Given the poor prognosis for recovery, I think it’s time to retreat from the digital world and advance (back) into the real world, and the real world is not on your iPhone screen or computer display.

Get real!

False friends are sometimes talked about by enemies.

False friends are sometimes talked about by enemies.
Long, long ago, I was sitting in an aircraft listening to a language I don’t work with anymore, having almost totally lost my speaking ability, while retaining some reading ability, in that language. I heard the following, spoken by someone in another aircraft.

[Я] выпустил шланг.

When I was growing up in the US I was exposed (linguistically, anyway) to the last word in that sentence (shlang) but only in its borrowed meaning in Yiddish slang as spoken in the US.

That meaning is generally understood (although frequently spelled differently) in the US across ethnic and language boundaries, and I was rather surprised that someone in a military aircraft would announce that he had let it out. I would’ve thought that he would have kept it to himself, so to speak.

I was young and inexperienced, and in spite of my high grades in Russian, I did not understand the borrowed sense of the word in Russian (hose). Before I realized what was being talked about, the revelation of its being let out caused me to chuckle.

A colleague sitting next to me in our aircraft didn’t realize what was going on; I was listening (it then occurred to me) to an air-to-air refueling exercise, and he was listening to something else.

And now back to regular programming.

Surprise! ChatGPT thinks it knows me.

I asked ChatGPT who William Lise is, and it came back with this in just a few seconds.

It believed everything I say about myself on my own website. Good for ChatGPT. It slipped up, however, by including, ostensibly as a photo of me, a photo of a guy who died in New Zealand a few years ago. Nice try. I am still around. A translator in Austria, Michael Bailey, helped me with this, probably by using image search.

Please, Microsoft!

Please, Microsoft, stop promoting things to users of LinkedIn that are patently bullshit.

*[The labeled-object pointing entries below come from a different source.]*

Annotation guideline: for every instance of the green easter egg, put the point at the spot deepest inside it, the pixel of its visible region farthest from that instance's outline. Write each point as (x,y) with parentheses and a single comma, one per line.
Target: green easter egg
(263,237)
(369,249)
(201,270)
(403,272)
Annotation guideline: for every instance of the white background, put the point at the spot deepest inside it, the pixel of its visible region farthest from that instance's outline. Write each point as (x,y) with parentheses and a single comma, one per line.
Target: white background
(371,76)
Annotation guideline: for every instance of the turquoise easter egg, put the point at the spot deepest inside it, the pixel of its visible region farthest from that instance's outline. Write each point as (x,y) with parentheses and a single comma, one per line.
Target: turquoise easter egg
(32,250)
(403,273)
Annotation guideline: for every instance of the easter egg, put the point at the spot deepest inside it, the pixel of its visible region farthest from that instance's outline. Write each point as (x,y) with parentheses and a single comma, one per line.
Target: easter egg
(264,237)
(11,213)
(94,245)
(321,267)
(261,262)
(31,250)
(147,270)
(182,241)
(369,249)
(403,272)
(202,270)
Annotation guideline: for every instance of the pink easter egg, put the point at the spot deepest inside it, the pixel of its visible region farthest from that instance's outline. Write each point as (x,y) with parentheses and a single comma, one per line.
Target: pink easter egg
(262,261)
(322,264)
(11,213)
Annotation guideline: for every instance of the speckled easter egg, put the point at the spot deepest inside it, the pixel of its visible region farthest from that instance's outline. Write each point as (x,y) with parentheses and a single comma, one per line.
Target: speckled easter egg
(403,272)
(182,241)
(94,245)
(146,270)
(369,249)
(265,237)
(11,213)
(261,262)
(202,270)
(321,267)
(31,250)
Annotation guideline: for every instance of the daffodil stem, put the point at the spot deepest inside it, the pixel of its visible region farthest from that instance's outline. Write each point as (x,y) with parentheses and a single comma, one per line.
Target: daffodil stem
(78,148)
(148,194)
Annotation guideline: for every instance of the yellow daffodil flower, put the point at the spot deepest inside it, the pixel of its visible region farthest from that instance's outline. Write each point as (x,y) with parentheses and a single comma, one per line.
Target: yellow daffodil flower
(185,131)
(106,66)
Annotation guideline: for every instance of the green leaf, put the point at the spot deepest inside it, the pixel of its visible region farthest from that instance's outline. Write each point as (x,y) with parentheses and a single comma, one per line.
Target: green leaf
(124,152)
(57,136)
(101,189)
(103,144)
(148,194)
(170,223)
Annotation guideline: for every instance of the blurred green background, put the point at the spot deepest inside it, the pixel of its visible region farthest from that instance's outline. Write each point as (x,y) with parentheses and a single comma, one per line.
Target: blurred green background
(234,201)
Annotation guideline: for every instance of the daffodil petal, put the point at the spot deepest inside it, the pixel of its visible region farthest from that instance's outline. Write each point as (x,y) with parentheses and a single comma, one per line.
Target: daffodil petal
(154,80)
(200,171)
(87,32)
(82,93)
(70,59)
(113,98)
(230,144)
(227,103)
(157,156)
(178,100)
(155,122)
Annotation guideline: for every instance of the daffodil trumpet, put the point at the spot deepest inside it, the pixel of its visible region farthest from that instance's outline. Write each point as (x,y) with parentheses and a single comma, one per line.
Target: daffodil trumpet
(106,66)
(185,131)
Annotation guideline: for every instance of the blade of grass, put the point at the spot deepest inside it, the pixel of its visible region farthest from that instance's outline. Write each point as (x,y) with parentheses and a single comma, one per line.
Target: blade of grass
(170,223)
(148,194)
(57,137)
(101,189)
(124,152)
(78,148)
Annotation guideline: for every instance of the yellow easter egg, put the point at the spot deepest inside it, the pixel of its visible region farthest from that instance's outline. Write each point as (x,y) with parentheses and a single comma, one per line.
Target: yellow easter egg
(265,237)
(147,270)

Your AI should be able to figure out what is bullshit, but maybe there’s money to be made by promoting bullshit.

With the only clients most freelance translators can acquire quickly moving to eliminate their need to use and pay professional translators, Microsoft’s LinkedIn recently decided to suggest a post for me from a translator advising beginning translators not knowing where to start to do volunteer translating.

The post ends with the requisite wall of hashtags aiming at getting engagement, and it features a lovely carousel of places that want free translation. It’s classic LinkedIn eye candy and totally meaningless.

There is a good reason why new translators don’t know where to start, and it’s because there are almost no places and ways to start translating for a living since AI use by translation-brokering agencies transformed the business of freelance translating into a non-business.

Almost no translators, and particularly newcomers, are fit-for-purpose in a market that does not value professionals and requires professionals wanting to survive to engage in translation as a business, for a while, anyway, until everything goes away.

The subject suggested post, of course, gives no hint as to what these volunteer translators should do to earn a living after they virtue signal with pro bono translation and build a portfolio of work they’ve done for free. There are very few ways to make a living translating these days, and those very few ways are accessible to only a tiny number of translators. Let’s stop the bullshitting. People dreaming of being translators need to be told to look elsewhere to make a living. They don’t need to keep their day job, they need to search for one.